Last week, Perry County police officer Brad Stidham received a report that a culvert by a road in the Flat Gap community had been cut and sold in small pieces. He said that it appeared it had been cut in several places, and possibly over a long period of time.
While a culvert theft is not something officials have seen before, it is something they fear seeing more and more often.
“I expect it to happen a lot more,” said Stidham. “I think it has happened, like with this one, the location was 50 feet over the hill and you can’t even see it unless you get out and look over the head of the hill.”
Stidham said that while the high price of scrap metal can be a positive in terms of cleaning up the environment because it has resulted in people scouring creek banks and other areas for stray pieces of metal, but it has become a big problem in terms of crime.

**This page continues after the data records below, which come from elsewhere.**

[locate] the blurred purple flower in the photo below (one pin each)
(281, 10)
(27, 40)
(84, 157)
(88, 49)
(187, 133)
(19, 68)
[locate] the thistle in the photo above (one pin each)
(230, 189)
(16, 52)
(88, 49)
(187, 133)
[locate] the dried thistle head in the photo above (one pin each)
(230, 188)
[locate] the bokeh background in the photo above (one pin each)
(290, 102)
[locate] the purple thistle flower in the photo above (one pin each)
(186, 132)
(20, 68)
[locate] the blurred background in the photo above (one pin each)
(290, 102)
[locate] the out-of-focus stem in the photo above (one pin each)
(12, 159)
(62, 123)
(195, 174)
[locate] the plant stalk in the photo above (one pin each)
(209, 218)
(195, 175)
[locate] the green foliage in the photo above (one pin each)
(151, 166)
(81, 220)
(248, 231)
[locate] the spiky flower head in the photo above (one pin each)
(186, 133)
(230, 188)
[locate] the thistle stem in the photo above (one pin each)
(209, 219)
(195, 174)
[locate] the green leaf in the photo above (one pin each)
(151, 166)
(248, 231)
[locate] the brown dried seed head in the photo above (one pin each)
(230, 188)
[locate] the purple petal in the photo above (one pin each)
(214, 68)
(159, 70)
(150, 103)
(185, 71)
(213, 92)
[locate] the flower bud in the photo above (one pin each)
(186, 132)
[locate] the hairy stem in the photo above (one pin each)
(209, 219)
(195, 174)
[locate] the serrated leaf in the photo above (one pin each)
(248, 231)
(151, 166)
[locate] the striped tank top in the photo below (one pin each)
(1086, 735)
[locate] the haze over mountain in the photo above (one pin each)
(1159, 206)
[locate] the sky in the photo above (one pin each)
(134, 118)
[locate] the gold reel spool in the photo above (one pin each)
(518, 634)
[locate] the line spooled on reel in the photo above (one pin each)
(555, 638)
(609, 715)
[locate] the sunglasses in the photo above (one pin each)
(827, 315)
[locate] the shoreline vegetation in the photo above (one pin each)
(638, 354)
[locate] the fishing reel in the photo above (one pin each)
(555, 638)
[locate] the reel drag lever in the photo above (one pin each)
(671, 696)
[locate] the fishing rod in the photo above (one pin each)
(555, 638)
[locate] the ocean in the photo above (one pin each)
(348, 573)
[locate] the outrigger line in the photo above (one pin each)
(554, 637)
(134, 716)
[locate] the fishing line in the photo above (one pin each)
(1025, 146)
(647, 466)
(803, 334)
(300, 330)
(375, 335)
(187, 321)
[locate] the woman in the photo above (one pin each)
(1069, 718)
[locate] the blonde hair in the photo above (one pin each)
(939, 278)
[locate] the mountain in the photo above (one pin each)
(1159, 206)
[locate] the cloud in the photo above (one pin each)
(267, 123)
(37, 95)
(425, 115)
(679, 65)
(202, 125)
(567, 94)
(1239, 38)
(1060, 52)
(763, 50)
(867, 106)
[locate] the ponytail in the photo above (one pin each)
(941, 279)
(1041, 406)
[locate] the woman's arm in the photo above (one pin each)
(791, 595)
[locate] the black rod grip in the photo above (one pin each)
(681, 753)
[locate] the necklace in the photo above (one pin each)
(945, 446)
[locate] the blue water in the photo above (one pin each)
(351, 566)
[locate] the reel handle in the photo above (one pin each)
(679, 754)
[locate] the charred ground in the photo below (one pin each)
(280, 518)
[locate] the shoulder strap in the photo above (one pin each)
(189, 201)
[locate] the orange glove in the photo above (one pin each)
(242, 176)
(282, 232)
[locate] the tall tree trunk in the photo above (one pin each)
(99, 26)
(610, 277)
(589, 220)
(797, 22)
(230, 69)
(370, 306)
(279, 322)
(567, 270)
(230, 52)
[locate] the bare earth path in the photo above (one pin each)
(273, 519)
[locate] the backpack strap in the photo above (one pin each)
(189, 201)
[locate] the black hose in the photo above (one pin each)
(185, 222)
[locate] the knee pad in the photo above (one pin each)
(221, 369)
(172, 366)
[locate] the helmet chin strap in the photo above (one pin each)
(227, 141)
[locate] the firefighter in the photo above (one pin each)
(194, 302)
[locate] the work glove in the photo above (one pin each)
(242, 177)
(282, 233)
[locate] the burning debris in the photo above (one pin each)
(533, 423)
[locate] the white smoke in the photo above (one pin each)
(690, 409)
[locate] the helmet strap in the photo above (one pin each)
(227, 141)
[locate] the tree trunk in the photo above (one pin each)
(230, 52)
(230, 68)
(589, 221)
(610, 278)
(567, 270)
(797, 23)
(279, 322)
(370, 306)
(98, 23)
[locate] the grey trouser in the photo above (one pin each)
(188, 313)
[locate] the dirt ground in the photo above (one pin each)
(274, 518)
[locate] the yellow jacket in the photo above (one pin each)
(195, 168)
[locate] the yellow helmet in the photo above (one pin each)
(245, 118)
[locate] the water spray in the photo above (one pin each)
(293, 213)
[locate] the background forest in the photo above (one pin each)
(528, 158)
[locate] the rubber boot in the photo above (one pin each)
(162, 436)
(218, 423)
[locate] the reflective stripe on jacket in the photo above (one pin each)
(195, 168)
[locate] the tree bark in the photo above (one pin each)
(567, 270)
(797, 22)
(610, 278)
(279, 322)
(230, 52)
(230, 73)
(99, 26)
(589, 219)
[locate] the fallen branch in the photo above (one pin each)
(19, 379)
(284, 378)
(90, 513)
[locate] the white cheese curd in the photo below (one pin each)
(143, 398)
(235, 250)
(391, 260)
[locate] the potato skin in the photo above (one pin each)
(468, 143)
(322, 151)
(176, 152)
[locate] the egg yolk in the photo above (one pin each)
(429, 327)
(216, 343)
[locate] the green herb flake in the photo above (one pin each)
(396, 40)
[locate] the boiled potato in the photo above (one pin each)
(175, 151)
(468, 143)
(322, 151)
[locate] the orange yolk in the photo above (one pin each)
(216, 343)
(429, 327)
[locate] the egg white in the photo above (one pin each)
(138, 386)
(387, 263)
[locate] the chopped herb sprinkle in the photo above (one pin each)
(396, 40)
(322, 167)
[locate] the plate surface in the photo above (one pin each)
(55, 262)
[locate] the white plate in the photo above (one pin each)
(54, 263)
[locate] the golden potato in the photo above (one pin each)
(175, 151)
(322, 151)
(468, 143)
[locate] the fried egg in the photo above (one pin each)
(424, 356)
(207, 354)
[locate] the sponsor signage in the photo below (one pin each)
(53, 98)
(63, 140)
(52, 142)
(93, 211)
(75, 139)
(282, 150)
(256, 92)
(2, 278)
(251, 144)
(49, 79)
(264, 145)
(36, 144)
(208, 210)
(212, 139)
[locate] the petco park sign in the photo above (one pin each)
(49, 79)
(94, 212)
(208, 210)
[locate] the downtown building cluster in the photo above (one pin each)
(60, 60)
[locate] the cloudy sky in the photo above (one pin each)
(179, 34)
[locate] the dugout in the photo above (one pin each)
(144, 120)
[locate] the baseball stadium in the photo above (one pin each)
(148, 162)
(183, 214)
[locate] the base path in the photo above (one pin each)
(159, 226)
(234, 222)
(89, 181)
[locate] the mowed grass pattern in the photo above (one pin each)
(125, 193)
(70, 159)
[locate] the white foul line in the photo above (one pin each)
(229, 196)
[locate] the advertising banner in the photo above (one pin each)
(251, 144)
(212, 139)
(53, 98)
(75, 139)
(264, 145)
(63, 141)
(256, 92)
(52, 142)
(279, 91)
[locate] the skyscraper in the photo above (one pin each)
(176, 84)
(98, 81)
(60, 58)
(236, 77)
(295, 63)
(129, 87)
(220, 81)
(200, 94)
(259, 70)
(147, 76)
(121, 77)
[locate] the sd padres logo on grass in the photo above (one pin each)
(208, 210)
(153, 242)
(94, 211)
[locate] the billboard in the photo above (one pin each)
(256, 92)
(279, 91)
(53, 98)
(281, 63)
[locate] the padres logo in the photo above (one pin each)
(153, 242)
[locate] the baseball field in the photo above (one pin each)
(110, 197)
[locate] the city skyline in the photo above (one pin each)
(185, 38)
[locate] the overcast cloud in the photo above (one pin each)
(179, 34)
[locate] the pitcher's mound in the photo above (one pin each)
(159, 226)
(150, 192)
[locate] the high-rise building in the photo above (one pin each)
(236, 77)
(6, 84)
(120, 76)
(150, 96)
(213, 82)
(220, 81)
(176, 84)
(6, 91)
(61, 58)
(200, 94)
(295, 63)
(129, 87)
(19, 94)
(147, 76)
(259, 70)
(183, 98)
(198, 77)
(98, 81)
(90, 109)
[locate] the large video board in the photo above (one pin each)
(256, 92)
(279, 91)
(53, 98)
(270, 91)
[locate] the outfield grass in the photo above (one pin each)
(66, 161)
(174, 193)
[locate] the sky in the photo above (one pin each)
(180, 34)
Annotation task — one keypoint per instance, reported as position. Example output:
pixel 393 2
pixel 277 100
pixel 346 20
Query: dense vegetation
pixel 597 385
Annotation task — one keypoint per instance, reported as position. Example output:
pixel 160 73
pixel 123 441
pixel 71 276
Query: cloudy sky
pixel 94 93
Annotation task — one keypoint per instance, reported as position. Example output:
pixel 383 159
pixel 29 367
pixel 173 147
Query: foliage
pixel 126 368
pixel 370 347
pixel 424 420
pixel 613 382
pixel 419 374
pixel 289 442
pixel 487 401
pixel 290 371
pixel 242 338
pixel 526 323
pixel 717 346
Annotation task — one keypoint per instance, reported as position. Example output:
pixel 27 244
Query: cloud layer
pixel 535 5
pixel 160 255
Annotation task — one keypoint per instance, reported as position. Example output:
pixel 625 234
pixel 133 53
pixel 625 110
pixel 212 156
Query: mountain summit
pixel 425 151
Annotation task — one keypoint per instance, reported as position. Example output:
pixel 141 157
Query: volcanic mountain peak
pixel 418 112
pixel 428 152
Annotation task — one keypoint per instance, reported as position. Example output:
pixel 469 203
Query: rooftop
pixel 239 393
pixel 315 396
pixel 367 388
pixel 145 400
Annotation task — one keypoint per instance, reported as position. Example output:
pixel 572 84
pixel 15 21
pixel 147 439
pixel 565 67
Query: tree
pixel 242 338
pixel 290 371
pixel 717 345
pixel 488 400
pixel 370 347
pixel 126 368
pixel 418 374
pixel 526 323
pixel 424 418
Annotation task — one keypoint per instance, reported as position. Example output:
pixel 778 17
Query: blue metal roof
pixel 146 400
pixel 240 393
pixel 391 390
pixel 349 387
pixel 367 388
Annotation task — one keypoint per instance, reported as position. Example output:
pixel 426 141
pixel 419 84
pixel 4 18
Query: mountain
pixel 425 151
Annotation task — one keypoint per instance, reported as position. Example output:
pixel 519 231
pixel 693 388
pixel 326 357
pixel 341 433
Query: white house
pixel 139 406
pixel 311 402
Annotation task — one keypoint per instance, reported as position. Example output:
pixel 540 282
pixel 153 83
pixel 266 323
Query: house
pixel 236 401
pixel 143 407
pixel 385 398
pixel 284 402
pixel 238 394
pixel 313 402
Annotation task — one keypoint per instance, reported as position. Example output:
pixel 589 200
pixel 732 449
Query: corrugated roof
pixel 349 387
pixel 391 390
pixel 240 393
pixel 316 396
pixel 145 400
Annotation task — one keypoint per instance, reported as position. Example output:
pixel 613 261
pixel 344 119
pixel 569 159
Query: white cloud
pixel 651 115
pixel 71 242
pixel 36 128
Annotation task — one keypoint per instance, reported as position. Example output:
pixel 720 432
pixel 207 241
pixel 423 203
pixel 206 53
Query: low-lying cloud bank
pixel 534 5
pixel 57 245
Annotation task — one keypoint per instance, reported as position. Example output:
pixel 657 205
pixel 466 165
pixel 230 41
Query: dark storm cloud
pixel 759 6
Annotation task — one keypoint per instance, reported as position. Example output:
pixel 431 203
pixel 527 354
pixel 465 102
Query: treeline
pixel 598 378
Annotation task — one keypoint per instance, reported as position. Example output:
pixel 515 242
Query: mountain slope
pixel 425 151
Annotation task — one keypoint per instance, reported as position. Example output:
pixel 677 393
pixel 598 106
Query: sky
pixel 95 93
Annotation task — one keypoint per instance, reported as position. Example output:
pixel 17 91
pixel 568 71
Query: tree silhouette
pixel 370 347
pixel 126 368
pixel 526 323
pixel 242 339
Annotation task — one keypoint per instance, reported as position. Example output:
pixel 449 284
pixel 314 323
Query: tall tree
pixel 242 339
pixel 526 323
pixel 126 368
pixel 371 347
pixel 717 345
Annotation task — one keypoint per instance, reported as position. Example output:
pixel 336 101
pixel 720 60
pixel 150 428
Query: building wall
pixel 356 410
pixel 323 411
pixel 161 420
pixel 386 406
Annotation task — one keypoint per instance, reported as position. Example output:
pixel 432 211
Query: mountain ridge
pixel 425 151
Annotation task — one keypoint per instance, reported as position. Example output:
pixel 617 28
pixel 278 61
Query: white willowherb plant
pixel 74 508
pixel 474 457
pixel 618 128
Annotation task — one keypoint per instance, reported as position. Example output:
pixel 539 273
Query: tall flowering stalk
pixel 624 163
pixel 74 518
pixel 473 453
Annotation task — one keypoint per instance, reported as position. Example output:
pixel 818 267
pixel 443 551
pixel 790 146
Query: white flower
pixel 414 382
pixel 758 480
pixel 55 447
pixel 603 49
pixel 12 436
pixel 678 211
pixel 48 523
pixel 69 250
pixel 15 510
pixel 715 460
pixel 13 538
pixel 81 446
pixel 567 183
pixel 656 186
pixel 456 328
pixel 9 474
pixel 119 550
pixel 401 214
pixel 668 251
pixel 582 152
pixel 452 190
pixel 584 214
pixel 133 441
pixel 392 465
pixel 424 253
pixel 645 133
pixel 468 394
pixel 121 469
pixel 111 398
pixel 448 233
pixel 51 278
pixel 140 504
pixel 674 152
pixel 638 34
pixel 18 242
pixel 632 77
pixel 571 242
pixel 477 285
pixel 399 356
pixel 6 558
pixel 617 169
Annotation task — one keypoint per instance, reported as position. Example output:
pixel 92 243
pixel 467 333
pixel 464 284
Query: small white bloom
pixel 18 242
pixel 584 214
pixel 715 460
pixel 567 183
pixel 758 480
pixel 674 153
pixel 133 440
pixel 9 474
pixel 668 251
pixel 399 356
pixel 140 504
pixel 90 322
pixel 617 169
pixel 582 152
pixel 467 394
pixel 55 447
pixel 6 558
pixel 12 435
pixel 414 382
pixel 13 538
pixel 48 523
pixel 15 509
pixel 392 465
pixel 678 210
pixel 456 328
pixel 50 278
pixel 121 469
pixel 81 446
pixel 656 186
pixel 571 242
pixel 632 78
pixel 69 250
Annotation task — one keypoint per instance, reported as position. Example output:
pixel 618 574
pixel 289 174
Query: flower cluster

“The price of metal is actually a good thing for getting the creeks and things clean, but at the same time it is causing a lot of thefts,” said Stidham.
He mentioned an incident that happened several months ago where someone had a Hazard city police officer’s personal vehicle towed from his home to a scrap yard. This thief would have only gotten a few hundred dollars for the metal in the car that was worth much more.
Stidham said that like this car theft, the culvert was difficult metal to scrap and required being cut with specialized tools.
“That is probably between half an inch to an inch thick, too,” said Stidham, adding that in order to disguise where the metal had come from, they suspect that it was cut in to small pieces that may only be worth a few dollars each.
“The amount of work they put into stealing, they could get a regular paying job and make more money and not work nearly as hard,” said Stidham, adding that it probably took the thief several hours for each piece, and possibly days or weeks to get as much metal as they cut. He said this is often the case with metal theft, yet it does not seem to be slowing down or stopping. “I think it probably happens a lot more than we even know.”
They have not yet made an arrest in this case, although they do have several suspects in mind, he added.